O deputado federal Roque Zimermman (PT-PR), representante da Comissão dos Direitos Humanos da Câmara Federal, visita hoje o ex-padre e integrante das Forças Armadas Revolucionárias da Colômbia (Farc), Francisco Antonio Cadena Collazos, preso desde 22 de setembro na Polícia Federal, em Foz do Iguaçu.
Mesmo não tendo sido ouvido pela Justiça brasileira, representantes da Comissão em Foz garantiram que Cadena não será mais deportado do País até o caso ser analisado detalhadamente em Brasília. A determinação foi feita pela juíza da 4ª Região da Justiça Federal de Porto Alegre (RS), Tânia Cardoso Escobar. ‘‘Cadena teve o visto cancelado sob acusação de diversos crimes em seu país sem que pudesse se defender. Pela Constituição (brasileira), o acusado tem direito a isso’’, disse o advogado do Movimento Nacional dos Direitos Humanos em Foz, Pedro Garcia Ruiz. Mesmo com a liminar decretada pela juíza, o guerrilheiro não responderá pelo processo em liberdade.
Padre Roque, como é conhecido Zimmermann, chegará a Foz às 9h30 e seguirá direto para a delegacia da Polícia Federal, onde conversará com Cadena e também avaliará as condições em que ele se encontra na cadeia. O deputado também retransmitirá o apoio dado pelo presidente da Comissão, Marcos Rolim, apresentado em um manifesto assinado no dia seguinte à prisão.

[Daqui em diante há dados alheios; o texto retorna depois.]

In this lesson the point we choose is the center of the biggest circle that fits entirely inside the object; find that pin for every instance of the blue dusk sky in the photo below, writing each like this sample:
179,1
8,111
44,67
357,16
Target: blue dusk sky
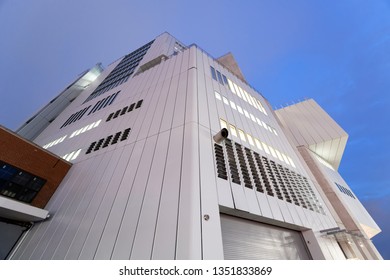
336,52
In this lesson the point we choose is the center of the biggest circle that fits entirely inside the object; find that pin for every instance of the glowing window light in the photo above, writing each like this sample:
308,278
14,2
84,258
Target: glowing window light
233,130
253,117
231,86
225,100
223,123
258,144
233,105
250,139
242,135
265,146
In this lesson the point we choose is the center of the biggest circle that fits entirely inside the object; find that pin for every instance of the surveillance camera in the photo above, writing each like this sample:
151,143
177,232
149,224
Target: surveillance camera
221,135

No texto, Rolim destaca que ‘‘a atuação de Cadena tem respaldo na Constituição Federal, nos tratados e também convenções internacionais dos quais o Brasil é parte.’’
Considerado o relações públicas das Farc no Brasil, Cadena (também conhecido como Olivério Medina) foi preso no momento em que tentava renovar o visto. Na delegacia, ele ficou sabendo que um pedido de prisão e deportação já havia sido determinado pela Justiça Federal no dia 13 de setembro deste ano, conforme solicitação enviada pela Embaixada do Brasil em Bogotá, capital colombiana.
O ex-padre negou que estivesse envolvimento em sequestros e homicídios, conforme acusam as autoridades da Colômbia. Disse que mantém residência fixa em Medianeira (65 km de Foz) e que ministra palestras em todo o País sobre a revolução, sem jamais se esconder da polícia brasileira.